Pas om 02:00 ontdekte een wachtpost van het verzet de Duitse troepen. Meteen kwam het verzet in actie, want zij dienden hun plan aan te passen. In plaats van de nazi’s te verrassen werden zij nu zelf verrast. Door de stille positionering van de Duitsers hadden de joden het initiatief verloren. Er was geen tijd voor een effectieve tegenaanval, maar het verzet hoopte wel dat een deel van het getto zou helpen. De voornaamste aanval zou naar het oosten gericht zijn zodat mensen konden ontsnappen naar het bos. Vier andere aanvallen werden ook ingezet om de nazi’s af te leiden. Het belangrijkste was om de omsingeling te doorbreken.

Het probleem was dat er slechts 200 strijders en 130 wapens waren. En men bezat slechts één machinegeweer. Er waren 25 geweren en de rest bestond uit pistolen. Daarnaast was er een grote hoeveelheid onbetrouwbare granaten.

Ondertussen werden pamfletten verspreid om de joden aan te sporen geen gehoor te geven aan de evacuatieoproep. Toch stonden de ochtend van 16 augustus duizenden joden op de verzamelplaatsen. Barasz was een van hen. Het verzet zag dat zij niet de steun van de massa hadden en verzaakten hun plan voor een frontale confrontatie met de Duitsers.

Om 10:00 uur begon de aangepaste opstand. Granaten werden uit ramen en van balkons gegooid. Het strijden ging door totdat de munitie op was. De nazi’s openden het vuur en vele burgers raakten gewond. Chajka Grosman schreef over de strijd:

‘Suddenly we were under fire. One man lay in his blood. The house went up in flames; the adjoining houses were also burning like matchboxes. The house was no longer a shelter, we had to retreat. . . . Fire was consuming the houses, and we were standing in the open field where the enemey could easily see us. It would be a face-to-face battle. Now they were shooting from the embankment. They, too, had retreated firing with heavy weapons. A machine gun began its rat-a-tat of death. … We repeatedly attacked, and retreated.’

Op een gegeven moment stuurden de nazi’s een tank het getto in. De strijd werd snel gebroken doordat er geen wapens waren die hiertegen bestand waren. De gevechten waren na de eerste paar uur al beslist. Als leiders van het verzet pleegden Tenenbaum en Moscowicz zelfmoord.

Joden in het getto (cc - Bundesarchiv)
Joden in het getto (cc – Bundesarchiv)

Deportaties

De deportaties begonnen op 18 augustus en duurden tot 21 augustus.
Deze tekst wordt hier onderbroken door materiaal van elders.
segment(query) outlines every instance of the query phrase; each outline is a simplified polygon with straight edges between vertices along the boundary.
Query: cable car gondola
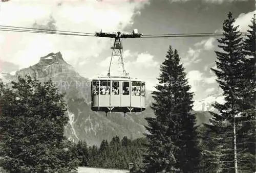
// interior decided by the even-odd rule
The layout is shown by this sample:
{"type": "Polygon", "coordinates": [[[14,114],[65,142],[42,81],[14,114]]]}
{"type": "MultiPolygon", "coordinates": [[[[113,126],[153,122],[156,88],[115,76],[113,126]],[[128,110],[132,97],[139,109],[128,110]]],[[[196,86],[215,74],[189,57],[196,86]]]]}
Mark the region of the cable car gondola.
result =
{"type": "Polygon", "coordinates": [[[120,38],[139,37],[137,30],[133,33],[96,33],[95,36],[115,38],[109,73],[105,76],[99,76],[91,81],[91,109],[95,111],[141,112],[145,109],[145,83],[137,78],[131,78],[124,69],[122,57],[122,45],[120,38]],[[114,56],[118,56],[122,67],[119,76],[111,76],[110,69],[114,56]]]}

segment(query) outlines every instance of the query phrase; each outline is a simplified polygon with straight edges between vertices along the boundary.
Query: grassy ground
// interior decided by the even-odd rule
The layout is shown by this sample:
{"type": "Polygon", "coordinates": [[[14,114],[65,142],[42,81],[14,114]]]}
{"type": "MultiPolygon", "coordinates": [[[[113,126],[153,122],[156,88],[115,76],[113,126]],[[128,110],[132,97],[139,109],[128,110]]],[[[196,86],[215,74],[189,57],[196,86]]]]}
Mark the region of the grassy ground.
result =
{"type": "Polygon", "coordinates": [[[78,167],[78,173],[129,173],[127,170],[78,167]]]}

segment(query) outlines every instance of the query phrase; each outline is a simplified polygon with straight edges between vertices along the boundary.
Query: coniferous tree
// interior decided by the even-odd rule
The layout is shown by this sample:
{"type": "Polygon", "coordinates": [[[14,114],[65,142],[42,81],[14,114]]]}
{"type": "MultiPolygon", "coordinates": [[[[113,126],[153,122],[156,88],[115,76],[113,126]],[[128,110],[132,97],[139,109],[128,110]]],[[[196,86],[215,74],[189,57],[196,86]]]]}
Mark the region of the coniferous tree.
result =
{"type": "Polygon", "coordinates": [[[79,165],[87,166],[88,165],[88,149],[85,141],[79,141],[77,146],[77,158],[80,161],[79,165]]]}
{"type": "Polygon", "coordinates": [[[197,172],[200,152],[196,144],[196,118],[191,114],[193,94],[189,92],[184,68],[176,50],[169,47],[161,66],[159,84],[152,108],[156,118],[146,118],[146,172],[197,172]]]}
{"type": "Polygon", "coordinates": [[[220,113],[210,112],[213,115],[212,124],[219,128],[218,137],[220,155],[219,162],[222,171],[225,172],[236,172],[237,161],[236,118],[242,111],[241,70],[244,58],[241,34],[234,27],[234,19],[229,12],[228,18],[223,24],[224,38],[218,39],[218,45],[224,51],[216,51],[218,61],[217,69],[211,68],[217,76],[217,81],[223,91],[225,103],[216,103],[214,106],[220,113]],[[232,134],[233,132],[233,134],[232,134]],[[225,147],[223,146],[225,144],[225,147]]]}
{"type": "Polygon", "coordinates": [[[249,34],[244,41],[244,51],[246,55],[243,59],[243,76],[241,79],[241,95],[242,113],[237,121],[238,160],[239,171],[242,172],[256,171],[255,158],[255,115],[256,111],[256,23],[255,15],[251,25],[247,30],[249,34]]]}
{"type": "Polygon", "coordinates": [[[75,168],[77,156],[64,136],[63,94],[51,80],[42,85],[25,78],[12,82],[11,89],[0,85],[1,166],[11,173],[75,168]]]}

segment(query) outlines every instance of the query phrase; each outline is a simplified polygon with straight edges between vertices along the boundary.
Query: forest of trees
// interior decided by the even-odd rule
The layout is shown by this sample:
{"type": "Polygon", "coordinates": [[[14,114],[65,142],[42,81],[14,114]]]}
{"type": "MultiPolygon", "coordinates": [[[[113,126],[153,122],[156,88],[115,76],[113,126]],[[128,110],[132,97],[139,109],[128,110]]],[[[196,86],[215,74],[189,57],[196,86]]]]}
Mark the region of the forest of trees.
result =
{"type": "Polygon", "coordinates": [[[127,169],[133,163],[145,173],[255,172],[255,16],[244,37],[234,22],[229,12],[217,39],[211,70],[225,102],[213,105],[219,112],[210,112],[210,123],[196,126],[182,58],[169,46],[143,138],[71,142],[64,135],[64,94],[51,80],[26,76],[11,88],[0,83],[0,166],[10,173],[68,172],[78,166],[127,169]]]}

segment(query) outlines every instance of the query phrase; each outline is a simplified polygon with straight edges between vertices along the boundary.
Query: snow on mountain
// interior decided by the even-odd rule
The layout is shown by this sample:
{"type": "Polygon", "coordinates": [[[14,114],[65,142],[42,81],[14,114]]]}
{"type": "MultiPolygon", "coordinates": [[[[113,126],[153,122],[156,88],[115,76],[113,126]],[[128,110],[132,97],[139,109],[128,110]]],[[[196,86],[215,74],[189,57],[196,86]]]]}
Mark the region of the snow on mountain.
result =
{"type": "MultiPolygon", "coordinates": [[[[152,91],[148,90],[146,91],[147,108],[143,112],[129,113],[124,117],[120,113],[112,112],[106,117],[104,112],[92,111],[91,86],[87,85],[90,84],[90,81],[76,72],[60,52],[41,57],[38,63],[16,71],[15,75],[0,73],[0,78],[8,83],[16,81],[18,76],[24,78],[26,75],[36,77],[40,82],[51,78],[60,91],[66,92],[66,114],[70,120],[65,128],[65,135],[73,141],[85,140],[91,145],[99,145],[103,139],[110,141],[116,135],[120,138],[126,136],[131,139],[143,137],[147,133],[144,127],[147,126],[145,118],[155,116],[150,107],[154,99],[152,91]]],[[[197,124],[207,123],[210,115],[202,111],[210,110],[211,103],[222,100],[221,95],[213,94],[195,102],[195,110],[200,111],[195,112],[197,124]]]]}
{"type": "Polygon", "coordinates": [[[223,104],[224,97],[221,93],[212,94],[208,95],[206,98],[198,101],[195,101],[193,110],[196,111],[212,111],[217,110],[214,108],[212,104],[215,102],[220,104],[223,104]]]}

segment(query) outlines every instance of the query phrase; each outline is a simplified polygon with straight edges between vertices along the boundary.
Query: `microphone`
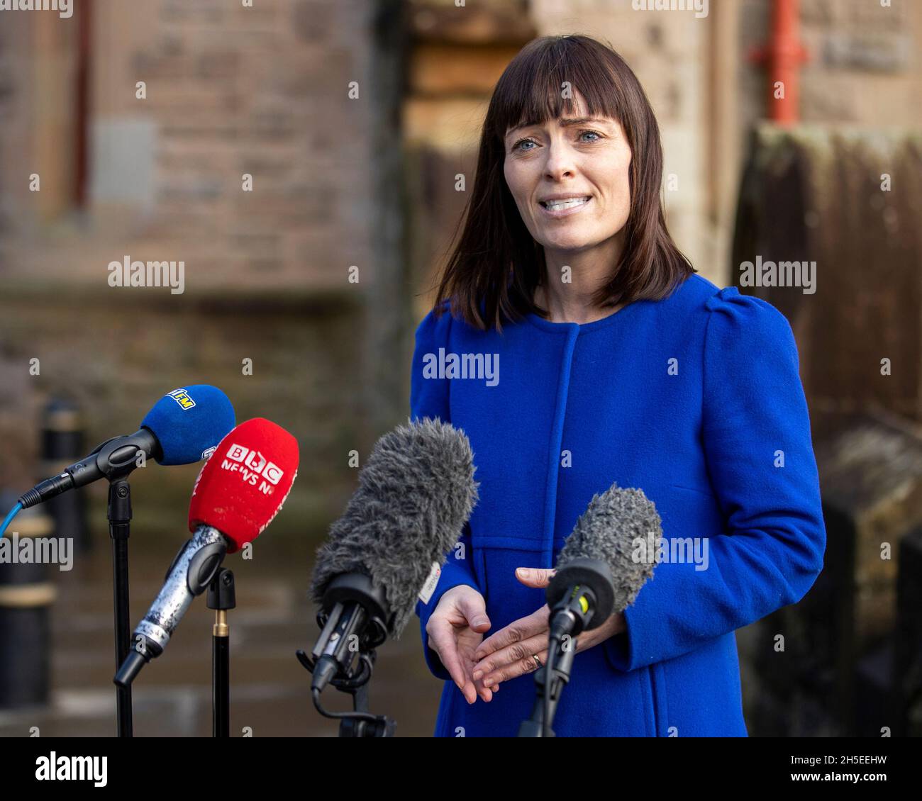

De meeste joden werden afgevoerd naar kampen, daarvan overleefden er 200 de oorlog. 2.000 Joden bleven achter en werden drie weken later naar Majdanek afgevoerd. Ongeveer 150 joden waren erin geslaagd om de partizanen te bereiken, waarvan 60 de oorlog overleefden. Een onbekend aantal wist te overleven door onder te duiken aan de Poolse kant van de stad, maar dit zullen er niet veel zijn geweest.

Na de oorlog keerden overlevende joden uit de stad en de omgeving terug naar het getto. Op 16 augustus 1945 werd een stenen obelisk opgezet met daarop de inscriptie:

“Ter herinnering aan de 60.000 joodse broeders van het Białystok getto die zijn vermoord door de Duitsers – die voort zullen leven in de harten van de weinige joden die het overleefden.”

Ondanks het sneuvelen van de strijders staat hun offer symbool voor menselijke hoop in de donkerste dagen. Voor meer informatie over de opstand in Bialystok is het boek van Sara Bender, The jews of Białystok: during World War II and the Holocaust (2008) aan te raden.